La visita comercial se gana o se pierde antes de cruzar la puerta. Lo que se improvisa delante del responsable de sección casi nunca convence. Así se prepara una negociación de lineal que respeta el tiempo del cliente y sale con algo firmado.

En el punto de venta el tiempo es el recurso más escaso. El responsable de sección atiende a decenas de comerciales y tiene un negocio que sacar adelante mientras habla contigo. Por eso la negociación no empieza cuando abres la carpeta: empieza días antes, en cómo llegas preparado. La diferencia entre molestar y que te abran la puerta es casi siempre trabajo hecho antes de entrar.

Una buena visita al punto de venta no se mide por lo bien que hablas dentro, sino por lo bien que llegas preparado: saber qué tiene el cliente en el lineal, qué le duele y qué le puedes ofrecer que resuelva algo suyo, no solo algo tuyo.

Entrar sabiendo qué hay

Antes de proponer nada, hay que leer el punto de venta. ¿Qué referencias tuyas están, cuáles faltan, cómo está la rotación, dónde está el hueco de rotura de stock que le cuesta ventas al cliente? Un comercial que entra habiendo mirado el lineal empieza la conversación con un dato, no con un catálogo. Y un dato sobre el negocio del cliente compra atención; un catálogo la gasta.

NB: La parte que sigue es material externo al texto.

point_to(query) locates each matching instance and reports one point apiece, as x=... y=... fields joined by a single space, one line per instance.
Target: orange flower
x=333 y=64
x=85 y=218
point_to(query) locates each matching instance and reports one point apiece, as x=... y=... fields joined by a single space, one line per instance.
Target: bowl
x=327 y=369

Esta lectura es la parte del trabajo que no se ve y que más pesa. El vendedor que la salta lo compensa hablando más, y hablar más rara vez es negociar mejor.

Proponer en términos del cliente

El responsable de una sección no compra tu producto: compra lo que tu producto le hace a su negocio — rotación, margen, menos roturas, una categoría que crece. La misma propuesta cambia por completo según cómo se enmarque. «Métame estas tres referencias» es una petición; «esta referencia le está dejando el hueco vacío los viernes, y esta otra sube el ticket medio de la categoría» es una conversación sobre su tienda.

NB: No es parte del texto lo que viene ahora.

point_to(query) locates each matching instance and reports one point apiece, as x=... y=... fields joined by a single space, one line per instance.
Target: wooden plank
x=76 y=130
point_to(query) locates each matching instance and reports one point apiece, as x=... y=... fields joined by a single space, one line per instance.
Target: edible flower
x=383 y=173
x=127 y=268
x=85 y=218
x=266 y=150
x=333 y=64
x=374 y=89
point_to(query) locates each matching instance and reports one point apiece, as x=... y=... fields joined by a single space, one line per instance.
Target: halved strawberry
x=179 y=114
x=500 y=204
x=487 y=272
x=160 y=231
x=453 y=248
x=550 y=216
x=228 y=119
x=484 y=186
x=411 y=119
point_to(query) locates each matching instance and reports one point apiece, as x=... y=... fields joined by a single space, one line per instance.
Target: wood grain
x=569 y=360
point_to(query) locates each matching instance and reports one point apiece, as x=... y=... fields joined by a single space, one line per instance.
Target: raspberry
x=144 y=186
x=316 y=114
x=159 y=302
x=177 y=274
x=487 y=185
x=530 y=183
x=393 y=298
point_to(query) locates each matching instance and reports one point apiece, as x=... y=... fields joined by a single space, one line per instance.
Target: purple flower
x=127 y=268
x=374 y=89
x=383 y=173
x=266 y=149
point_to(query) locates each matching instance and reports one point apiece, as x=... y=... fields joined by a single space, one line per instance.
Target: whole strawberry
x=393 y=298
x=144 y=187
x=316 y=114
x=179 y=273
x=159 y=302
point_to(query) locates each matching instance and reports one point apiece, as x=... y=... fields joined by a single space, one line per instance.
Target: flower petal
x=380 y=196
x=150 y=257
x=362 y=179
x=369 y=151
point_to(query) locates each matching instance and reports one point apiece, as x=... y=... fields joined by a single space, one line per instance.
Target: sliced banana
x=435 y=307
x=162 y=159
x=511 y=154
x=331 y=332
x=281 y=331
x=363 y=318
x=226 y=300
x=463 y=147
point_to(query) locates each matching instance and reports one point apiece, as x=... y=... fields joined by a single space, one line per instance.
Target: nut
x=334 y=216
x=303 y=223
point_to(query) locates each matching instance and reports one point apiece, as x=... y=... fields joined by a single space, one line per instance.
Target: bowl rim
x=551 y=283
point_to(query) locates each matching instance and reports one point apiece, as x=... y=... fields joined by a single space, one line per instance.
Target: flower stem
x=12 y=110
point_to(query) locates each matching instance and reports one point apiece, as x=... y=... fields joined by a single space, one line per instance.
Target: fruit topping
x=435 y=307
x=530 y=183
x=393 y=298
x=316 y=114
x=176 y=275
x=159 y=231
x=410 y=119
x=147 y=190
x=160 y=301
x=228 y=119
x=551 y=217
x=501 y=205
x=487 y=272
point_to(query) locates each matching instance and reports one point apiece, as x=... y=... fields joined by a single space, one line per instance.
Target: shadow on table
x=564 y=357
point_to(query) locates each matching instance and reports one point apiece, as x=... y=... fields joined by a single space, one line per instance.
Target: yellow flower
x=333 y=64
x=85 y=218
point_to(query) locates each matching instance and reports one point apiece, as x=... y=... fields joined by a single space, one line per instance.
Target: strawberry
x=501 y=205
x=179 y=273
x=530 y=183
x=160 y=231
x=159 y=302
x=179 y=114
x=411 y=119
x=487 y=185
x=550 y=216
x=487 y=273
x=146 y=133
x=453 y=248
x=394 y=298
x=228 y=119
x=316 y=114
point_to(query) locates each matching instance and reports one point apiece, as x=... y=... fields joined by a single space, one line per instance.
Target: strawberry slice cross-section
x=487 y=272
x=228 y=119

Enmarcar en términos del cliente no es una técnica de persuasión: es hacer el trabajo de traducir tu objetivo al suyo. Cuando coinciden, no hay que convencer a nadie.

Cerrar con algo concreto

Una visita sin acuerdo concreto es una visita que habrá que repetir desde cero. Cerrar no significa forzar: significa salir con un siguiente paso medible — un pedido, una prueba de dos semanas en el lineal, una fecha para revisar la rotación, un permiso para una acción de PLV. Aunque sea pequeño, un compromiso concreto convierte una charla en una relación comercial.

Y todo compromiso se reporta. Lo que no queda registrado no existe para la marca ni para la siguiente visita: el reporting por visita es lo que hace que la negociación de hoy sirva de punto de partida a la de dentro de un mes.